Vagus Nerve Stimulation Suppresses Atrial Fibrillation
Vagus Nerve Stimulation Suppresses Atrial Fibrillation
We randomized 40 patients to either LLTS (n = 20) or sham control (n = 20) groups. No statistically significant differences were observed in the baseline clinical and echocardiographic characteristics between the 2 groups (Table 1); the discomfort threshold and threshold for slowing the sinus rate or AV conduction were also similar. During threshold determination, the sinus rate decreased by 2.6 ± 1.0 beats/min in the LLTS group and by 2.7 ± 1.3 in the control group. The AH interval increased by 1.4 ± 0.5 ms in the LLTS group and by 1.5 ± 0.5 ms in the control group. There was no difference in the subtle changes of sinus rate and AH interval between the 2 groups. During LLTS or sham stimulation, there was no appreciable effect on either the sinus rate or AH interval. Under general anesthesia, we found no change in bispectral index levels when LLTS was applied, indicating no effect of LLTS on level of awareness.

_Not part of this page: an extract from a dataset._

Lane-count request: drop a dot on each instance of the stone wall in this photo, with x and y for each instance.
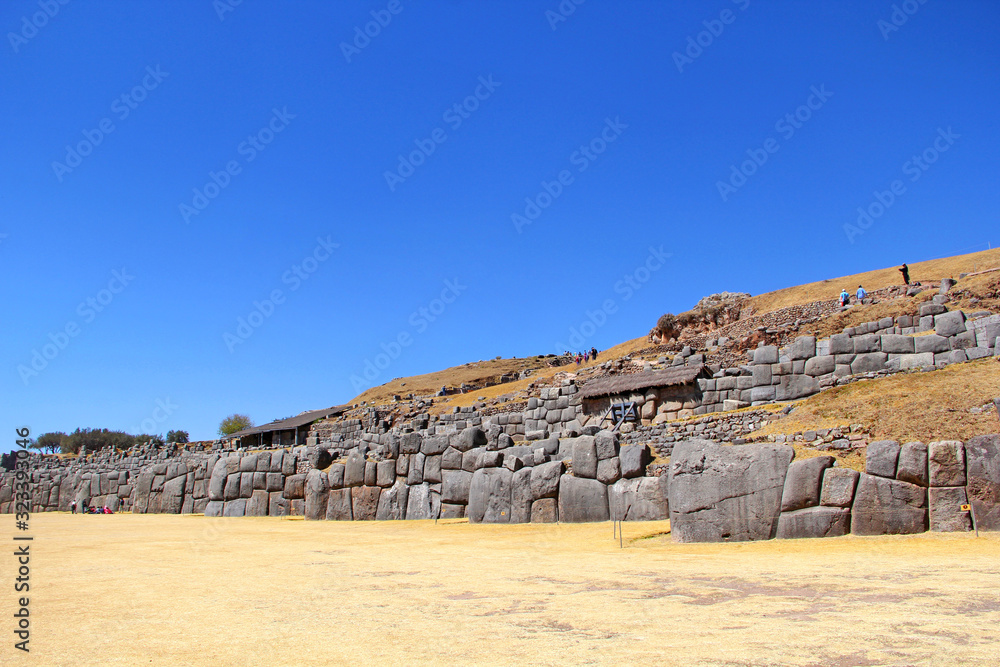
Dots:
(753, 492)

Summarized in Table 2, there were no statistically significant differences in the baseline electrophysiological parameters between the 2 groups. AF was inducible in all but 1 patient in whom, after LLTS, AF was not inducible after 15 attempts. Pacing-induced AF duration decreased significantly by 6.3 ± 1.9 min in the LLTS group versus baseline levels and increased by 1.4 ± 1.8 min in the control group (between-group comparison p = 0.002; Central Illustration). Likewise, pacing-induced AF cycle length increased significantly (28.8 ± 6.5 ms) in the LLTS group compared with baseline, but decreased (8.7 ± 6.5 ms) in the control group (between-group comparison p = 0.0002) (Figure 3). More attempts were required to induce AF in the LLTS group compared with baseline, whereas fewer attempts were required in the control group compared with baseline (LLTS: 2 attempts before vs. 4 attempts after; control: 2 attempts before vs. 1 attempt after; between-group comparison p = 0.005). The AERP at the right atrium and the distal coronary sinus increased in the LLTS group and decreased in the control group (both p = 0.04 for comparison between groups) (Figure 4).
(Enlarge Image)
Figure 3.
Effect of LLTS on Cycle Length
There was a significant increase in AF cycle length compared with baseline in the LLTS group, but not in the control group. Abbreviations as in Figure 1.
(Enlarge Image)
Figure 4.
Effect of LLTS on AERP
Both the right atrial (RA) and coronary sinus (CS) atrial effective refractory period (AERP) increased in the low-level tragus stimulation (LLTS) group and decreased in the control group.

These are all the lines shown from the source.